16. The dental floss according to claim 12, characterized in that the second component comprises a mixture of an extrudable molten polymer and a silicone oil.

17. The dental floss according to claim 12, characterized in that the second component comprises a mixture of an extrudable molten polymer and a particulate filler selected from the group consisting of kaolin, calcium carbonate, silica, and polytetrafluoroethylene.

18. The dental floss according to claim 17, characterized in that an additive is absorbed or adsorbed on a surface of the particulate filler.

19. The dental floss according to claim 1 or 12, characterized in that one or more of the components of the multi-component filaments include an additive.

20. The dental floss according to claim 19, characterized in that the additive is selected from the group consisting of colors, fragrances, flavors, active ingredients, and agents, which modify the interfacial adhesion between the components of the filaments.

21. The dental floss according to claim 19, characterized in that the additive is incorporated in a manner to allow it to be released from the floss during use.

22. The dental floss according to claim 19, characterized in that the components of the multicomponent filaments are selected to return to dental floss capable of being bulked up.

23. The dental floss according to claim 22, characterized in that the additive is a color and is incorporated in a manner to allow the floss to change color with the floss.

24. The dental floss according to claim 19, characterized in that one or more of the components of the multi-component filaments is soluble in water, to allow the additive to filter out of the silk during use.

25. The dental floss according to claim 22, characterized in that the additive is incorporated in a manner to allow it to be freed from the silk with the bulking.

26. A dental floss comprising a plurality of filaments having a radial cross section of multiple lobes.

27. The dental floss according to claim 26, characterized in that at least a portion of the filaments individually comprises two or more co-extruded components.

28. The dental floss according to claim 27, characterized in that two or more components are selected to return dental floss capable of being bulked up.

29. The dental floss according to claim 26, characterized in that the filaments have from 3 to 8 lobes.

30. The dental floss according to claim 27, characterized in that the filaments have a radial cross section of cover / core.

31. The dental floss according to claim 27, characterized in that the filaments have a pointed radial cross-section.
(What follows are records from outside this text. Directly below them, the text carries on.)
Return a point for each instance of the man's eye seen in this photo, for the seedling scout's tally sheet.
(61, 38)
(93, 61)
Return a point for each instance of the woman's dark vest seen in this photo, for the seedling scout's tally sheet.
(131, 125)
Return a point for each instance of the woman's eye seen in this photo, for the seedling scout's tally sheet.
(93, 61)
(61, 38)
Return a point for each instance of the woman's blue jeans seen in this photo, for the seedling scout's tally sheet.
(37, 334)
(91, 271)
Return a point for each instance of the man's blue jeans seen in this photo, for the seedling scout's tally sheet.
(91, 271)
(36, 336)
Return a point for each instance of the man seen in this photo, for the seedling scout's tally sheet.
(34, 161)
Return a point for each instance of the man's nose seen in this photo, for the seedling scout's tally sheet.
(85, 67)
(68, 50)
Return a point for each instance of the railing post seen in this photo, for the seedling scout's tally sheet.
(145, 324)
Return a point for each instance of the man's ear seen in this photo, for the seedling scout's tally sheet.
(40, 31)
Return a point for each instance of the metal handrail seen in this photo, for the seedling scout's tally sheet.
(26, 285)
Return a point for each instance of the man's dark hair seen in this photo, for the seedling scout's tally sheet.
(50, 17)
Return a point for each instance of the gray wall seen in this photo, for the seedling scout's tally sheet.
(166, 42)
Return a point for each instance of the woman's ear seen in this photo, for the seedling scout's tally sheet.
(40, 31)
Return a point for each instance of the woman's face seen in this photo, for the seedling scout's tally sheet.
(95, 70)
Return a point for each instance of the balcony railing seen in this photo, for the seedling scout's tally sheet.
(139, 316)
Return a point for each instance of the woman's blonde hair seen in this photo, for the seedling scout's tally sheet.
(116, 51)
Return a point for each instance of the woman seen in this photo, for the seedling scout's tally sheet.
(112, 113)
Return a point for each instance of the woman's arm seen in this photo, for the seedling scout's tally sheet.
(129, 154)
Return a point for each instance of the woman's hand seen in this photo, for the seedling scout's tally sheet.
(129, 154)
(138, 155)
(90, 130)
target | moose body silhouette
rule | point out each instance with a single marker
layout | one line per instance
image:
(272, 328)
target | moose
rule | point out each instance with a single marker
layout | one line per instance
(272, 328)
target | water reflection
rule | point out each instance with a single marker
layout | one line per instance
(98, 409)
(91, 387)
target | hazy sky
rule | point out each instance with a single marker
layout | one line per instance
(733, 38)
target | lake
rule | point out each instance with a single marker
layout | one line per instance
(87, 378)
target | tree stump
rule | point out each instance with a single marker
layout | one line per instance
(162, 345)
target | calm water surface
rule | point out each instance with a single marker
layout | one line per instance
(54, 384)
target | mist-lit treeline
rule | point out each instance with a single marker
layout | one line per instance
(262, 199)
32. A method of making a dental floss containing a plurality of filaments constructed of multiple components, the method is characterized in that it comprises: (a) coextruding one or more polymers through a multiple component die to form a plurality of multicomponent filaments . (b) treating the filaments to form a fiber adapted to be used as a dental fiber.

33. A method for cleaning the teeth of a mammal with a dental floss, characterized in that it comprises inserting between two teeth of a mammal a length of a dental floss comprising a plurality of multi-component coextruded filaments.

34. The method according to claim 33, characterized in that it also comprises the step of bulking the silk before insertion.

35. The method according to claim 33, characterized in that it comprises the step of bulking the silk while it is between the teeth.

36. The method in accordance with the claim 34 or 35, characterized in that the passage of the bulging comprises holding the dental floss at two separate points and stretching the region of the dental floss between the two points.